X_test shape:  (38, 4)
y_test shape:  (38,)



### Part 4: Creating our first model: K Nearest Neighbours
We will now learn how to build a classification model for the iris dataset with the use of the k nearest neighbours algorithm.

Building the model
To build a k nearest neighbours model, we will use the KNeighborsClassifier class from the sklearn.neighbors module


In [17]:
from sklearn.neighbors import KNeighborsClassifier
knn = KNeighborsClassifier(n_neighbors=1)

In [18]:
knn.fit(X_train, y_train)

KNeighborsClassifier(n_neighbors=1)

In [19]:
#Evaluating the model
print("Test set score: ", knn.score(X_test, y_test))

Test set score:  0.9736842105263158


In [20]:
# to get the value of accuracy rounded to two or three decimal places, then all you would need to do is change {:.3f} to {:.2f}.

print("Test set score rounded to three decimal places: {:.3f}".format(knn.score(X_test, y_test)))

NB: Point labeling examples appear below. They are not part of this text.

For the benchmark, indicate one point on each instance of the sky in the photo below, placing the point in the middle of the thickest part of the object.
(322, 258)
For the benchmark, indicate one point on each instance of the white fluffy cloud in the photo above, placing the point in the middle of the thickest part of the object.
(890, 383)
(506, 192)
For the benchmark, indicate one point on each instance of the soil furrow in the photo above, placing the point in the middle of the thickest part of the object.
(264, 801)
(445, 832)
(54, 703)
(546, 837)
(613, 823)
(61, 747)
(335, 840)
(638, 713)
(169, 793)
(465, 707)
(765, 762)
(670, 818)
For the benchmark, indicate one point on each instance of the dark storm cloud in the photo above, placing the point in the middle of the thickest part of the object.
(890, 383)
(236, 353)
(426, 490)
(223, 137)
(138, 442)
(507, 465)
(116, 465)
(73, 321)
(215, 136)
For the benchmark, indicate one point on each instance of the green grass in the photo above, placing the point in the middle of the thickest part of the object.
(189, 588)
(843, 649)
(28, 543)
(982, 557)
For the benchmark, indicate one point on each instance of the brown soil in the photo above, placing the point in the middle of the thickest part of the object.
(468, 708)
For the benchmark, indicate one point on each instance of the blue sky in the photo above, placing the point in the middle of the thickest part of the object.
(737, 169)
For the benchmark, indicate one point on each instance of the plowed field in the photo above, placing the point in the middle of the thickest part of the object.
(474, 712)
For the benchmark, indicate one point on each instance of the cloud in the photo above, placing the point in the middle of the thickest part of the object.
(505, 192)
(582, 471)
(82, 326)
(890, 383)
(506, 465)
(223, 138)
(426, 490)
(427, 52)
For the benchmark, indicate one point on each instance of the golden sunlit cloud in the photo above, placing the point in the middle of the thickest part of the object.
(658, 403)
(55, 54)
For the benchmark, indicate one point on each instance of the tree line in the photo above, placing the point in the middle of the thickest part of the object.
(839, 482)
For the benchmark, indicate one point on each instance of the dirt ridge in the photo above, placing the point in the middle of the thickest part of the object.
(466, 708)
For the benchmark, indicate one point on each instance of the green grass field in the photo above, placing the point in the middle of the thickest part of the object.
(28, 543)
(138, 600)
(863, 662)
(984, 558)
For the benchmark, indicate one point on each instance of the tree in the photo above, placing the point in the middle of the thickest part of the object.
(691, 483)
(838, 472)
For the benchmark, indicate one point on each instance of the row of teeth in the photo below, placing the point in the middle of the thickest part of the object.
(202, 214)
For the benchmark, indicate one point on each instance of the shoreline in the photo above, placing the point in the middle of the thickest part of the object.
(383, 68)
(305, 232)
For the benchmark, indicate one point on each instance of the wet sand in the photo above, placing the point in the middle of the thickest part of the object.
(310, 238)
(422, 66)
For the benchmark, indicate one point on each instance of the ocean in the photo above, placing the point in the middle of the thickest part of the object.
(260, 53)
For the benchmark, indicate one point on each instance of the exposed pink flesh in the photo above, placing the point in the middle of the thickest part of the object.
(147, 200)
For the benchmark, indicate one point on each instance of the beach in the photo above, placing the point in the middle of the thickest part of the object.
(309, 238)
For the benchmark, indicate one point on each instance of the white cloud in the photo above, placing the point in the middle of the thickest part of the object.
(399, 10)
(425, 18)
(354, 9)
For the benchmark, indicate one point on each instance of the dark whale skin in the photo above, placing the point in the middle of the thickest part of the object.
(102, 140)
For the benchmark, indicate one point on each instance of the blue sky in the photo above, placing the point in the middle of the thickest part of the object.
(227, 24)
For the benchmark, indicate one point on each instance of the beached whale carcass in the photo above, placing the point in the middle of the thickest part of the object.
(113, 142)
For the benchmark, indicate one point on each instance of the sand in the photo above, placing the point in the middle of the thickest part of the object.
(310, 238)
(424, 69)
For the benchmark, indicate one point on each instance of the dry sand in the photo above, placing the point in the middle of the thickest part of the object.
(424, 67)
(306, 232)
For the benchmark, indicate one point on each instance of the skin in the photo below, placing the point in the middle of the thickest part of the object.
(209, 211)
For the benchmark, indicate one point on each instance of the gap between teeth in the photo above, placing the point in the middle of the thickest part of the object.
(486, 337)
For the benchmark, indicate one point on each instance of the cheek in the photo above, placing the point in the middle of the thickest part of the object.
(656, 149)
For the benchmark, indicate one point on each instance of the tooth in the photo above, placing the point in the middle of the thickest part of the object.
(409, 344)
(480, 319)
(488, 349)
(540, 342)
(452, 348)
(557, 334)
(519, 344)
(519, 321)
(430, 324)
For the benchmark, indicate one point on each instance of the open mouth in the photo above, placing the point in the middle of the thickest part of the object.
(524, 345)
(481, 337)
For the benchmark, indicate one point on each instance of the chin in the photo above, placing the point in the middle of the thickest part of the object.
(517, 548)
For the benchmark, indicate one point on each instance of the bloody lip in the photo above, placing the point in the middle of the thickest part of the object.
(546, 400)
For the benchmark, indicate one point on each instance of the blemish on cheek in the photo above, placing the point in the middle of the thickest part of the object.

Test set score rounded to three decimal places: 0.974


Using the model to make predictions
We will now use our model to make a prediction about a previously unseen iris flower case. We will first import the numpy libary, then we will specify the previously unseen iris flower case (we'll call it X_new) and finally we will use the predict method on X_new to get the prediction (we'll call the result prediction, but we could use any name we want).

In [32]:
import numpy as np
X_new = np.array([[5.3, 2.7, 1, 0.3]])
prediction = knn.predict(X_new)

print("Prediction label: ", prediction)
print("Predicted target name: ", iris_dataset['target_names'][prediction])

Prediction label:  [0]
Predicted target name:  ['setosa']


According to this output, the prediction for case X_new is setosa.
### Decision Trees

In [33]:
from sklearn.model_selection import train_test_split
X_train, X_test, y_train, y_test = train_test_split(
    iris_dataset['data'], iris_dataset['target'], random_state=7)

In [34]:
from sklearn.tree import DecisionTreeClassifier
tree = DecisionTreeClassifier(random_state=12)
tree.fit(X_train, y_train)

DecisionTreeClassifier(random_state=12)

In [35]:
print("Accuracy on training set: ", tree.score(X_train, y_train))
print("Accuracy on test set: ", tree.score(X_test, y_test))

Accuracy on training set:  1.0
Accuracy on test set:  0.8947368421052632


The decision tree built has accuracy 100% on the training dataset. This means that our decision tree is over-fitting the training data.

In order to avoid overfitting (and hopefully improve the accuracy of the model on test data), we can stop before the entire tree is created. We can do this by setting the maximal depth of the tree.

In [36]:
from sklearn.tree import DecisionTreeClassifier
tree = DecisionTreeClassifier(max_depth=3, random_state=12)
tree.fit(X_train, y_train)

print("Accuracy on training set: ", tree.score(X_train, y_train))
print("Accuracy on test set: ", tree.score(X_test, y_test))

Accuracy on training set:  0.9910714285714286
Accuracy on test set:  0.9210526315789473


In [37]:
prediction = tree.predict(X_new)

print("Prediction label: ", prediction)
print("Predicted target name: ", iris_dataset['target_names'][prediction])

Prediction label:  [0]
Predicted target name:  ['setosa']


According to this output, the prediction for case X_new is setosa. This prediction is in line with the prediction that we got using the K Nearest Neighbours classifier.